Que le jugement déféré sera en conséquence confirmé en ce qu'il a débouté Madame X... de sa demande tendant à se voir autorisée à conserver l'usage du nom marital après le divorce.
*sur la prestation compensatoire
Attend qu'en raison du caractère général de l'appel le prononcé du divorce n'acquiert force de chose jugée qu'à compter du présent arrêt.
Attendu que Madame X..., âgée de 36 ans au jour du divorce, ne justifie pas de ses revenus actualisés ; qu'elle ne communique que trois bulletins de salaire au titre d'un emploi à durée déterminée à l'hôpital de SAINT ETIENNE qui lui procurait un salaire mensuel moyen de 1151 € (moyenne des nets imposables d'octobre à décembre 2010) ;
qu'elle expose seulement dans sa déclaration sur l'honneur datée du 13 mars 2011, être adjoint administratif et disposer d'un salaire mensuel de 1170 €.
Que les prestations familiales servies à l'intéressée ne doivent pas être prises en compte dans le débat sur la prestation compensatoire, comme ayant pour finalité d'être affectées aux seuls besoins des enfants.
Que Madame X... supporte un loyer mensuel de 211, 04 € (APL déduite – valeur janvier 2010) et ne fait pas état de dépenses particulières autres que celles inhérentes à la vie courante dont elle assume l'intégralité comme vivant seule.
Qu'elle avait validé 61 trimestres pour ses droits futurs à pension de retraite au jour du relevé de carrière dressé par la CRAM le 23 juillet 2009 ; que l'examen de celui-ci permet de constater une baisse de ses cotisations au régime de retraite général sur uniquement trois années (2002 à 2004) qu'elle impute au fait qu'elle s'est consacrée à l'éducation des enfants communs.
Qu'elle n'a pas déclaré de patrimoine propre.
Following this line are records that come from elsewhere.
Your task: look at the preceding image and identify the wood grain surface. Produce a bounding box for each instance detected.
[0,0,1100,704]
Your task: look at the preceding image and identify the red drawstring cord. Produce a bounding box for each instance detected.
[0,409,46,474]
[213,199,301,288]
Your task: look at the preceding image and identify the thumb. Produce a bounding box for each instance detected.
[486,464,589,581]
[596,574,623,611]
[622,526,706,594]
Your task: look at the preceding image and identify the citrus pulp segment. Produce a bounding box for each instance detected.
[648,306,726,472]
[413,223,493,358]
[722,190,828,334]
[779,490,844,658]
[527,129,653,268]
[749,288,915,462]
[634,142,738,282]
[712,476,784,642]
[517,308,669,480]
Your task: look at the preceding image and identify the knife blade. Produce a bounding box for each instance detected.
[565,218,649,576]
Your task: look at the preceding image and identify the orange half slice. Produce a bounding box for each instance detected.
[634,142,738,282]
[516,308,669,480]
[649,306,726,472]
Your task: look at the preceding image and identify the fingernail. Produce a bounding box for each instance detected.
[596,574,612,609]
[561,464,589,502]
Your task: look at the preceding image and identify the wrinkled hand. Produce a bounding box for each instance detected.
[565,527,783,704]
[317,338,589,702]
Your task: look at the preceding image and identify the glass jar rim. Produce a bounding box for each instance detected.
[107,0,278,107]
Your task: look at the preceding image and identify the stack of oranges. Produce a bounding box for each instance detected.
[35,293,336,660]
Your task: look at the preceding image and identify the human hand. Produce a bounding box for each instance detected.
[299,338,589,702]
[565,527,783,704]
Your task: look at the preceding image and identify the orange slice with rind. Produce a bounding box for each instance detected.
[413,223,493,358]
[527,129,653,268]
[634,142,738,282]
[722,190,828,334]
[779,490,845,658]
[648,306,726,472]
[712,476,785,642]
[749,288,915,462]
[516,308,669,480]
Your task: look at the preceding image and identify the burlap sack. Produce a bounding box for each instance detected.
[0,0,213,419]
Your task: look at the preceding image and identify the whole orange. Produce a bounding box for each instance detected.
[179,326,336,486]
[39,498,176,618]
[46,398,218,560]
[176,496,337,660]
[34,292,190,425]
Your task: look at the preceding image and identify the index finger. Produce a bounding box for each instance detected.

Que Monsieur Y..., âgé de 39 ans au jour du divorce, a travaillé en intérim au cours de l'année 2010 (moyenne mensuelle de 1332 € selon sa déclaration sur l'honneur du 31 janvier 2011) ;
qu'il conclut, sans l'établir, être sans emploi depuis le 26 janvier 2011 (ce fait n'ayant cependant pas été relaté dans sa déclaration sur l'honneur du 31 janvier 2011) et avoir suivi auprès du GRETA une formation professionnelle rémunérée à hauteur de 1000 €/ mois jusqu'en juillet 2011.
Qu'il rembourse un crédit à la consommation (119, 99 €/ mois), un prêt Permis (30 €/ mois) et assume les dépenses de la vie courante avec sa compagne (dont un loyer mensuel de 161, 22 € APL déduite-valeur janvier 2011), cette dernière étant sans emploi et ayant 5 enfants à charge pour lesquels elle perçoit diverses prestations (1081, 16 € dont une APL de 302, 66 €- en valeur décembre 2010).
Qu'il n'expose pas son parcours professionnel depuis le mariage et ne communique pas d'indication sur le nombre de trimestres déjà validés pour sa retraite et n'a pas révélé l'existence d'un patrimoine propre.
Que les époux ont régularisé chacun un dossier de surendettement et n'ont pas constitué de patrimoine commun immobilier (ou de patrimoine mobilier significatif) durant leur vie commune dont ils auraient pu se partager la valeur dans le cadre de la liquidation de leur régime matrimonial.
Attendu qu'en définitive c'est à bon droit que le premier juge a débouté Madame X... de sa demande de prestation compensatoire, la rupture du mariage n'entrainant pas une disparité dans les conditions de vie respectives des époux au détriment de l'épouse, leurs revenus étant similaires, le mariage n'ayant duré que 10 ans et l'épouse ayant encore la faculté de parfaire ses droits prévisibles à pension de retraite au regard de son âge et de la durée de vie active restant à accomplir.
Que le jugement déféré sera en conséquence confirmé sur ce point.
*sur la pension alimentaire
Attendu que la pension alimentaire due par le père pour l'entretien et l'éducation des enfants communs doit être confirmée dans les termes du jugement déféré, la demande de Madame X... tendant à la voir fixer à la somme mensuelle de 400 €, telle que déjà formulée en première instance, excédant les facultés contributives paternelles et n'étant pas fondée sur des pièces actualisées des dépenses exposées pour les enfants (les pièces communiquées concernent l'année 2008, 2009..)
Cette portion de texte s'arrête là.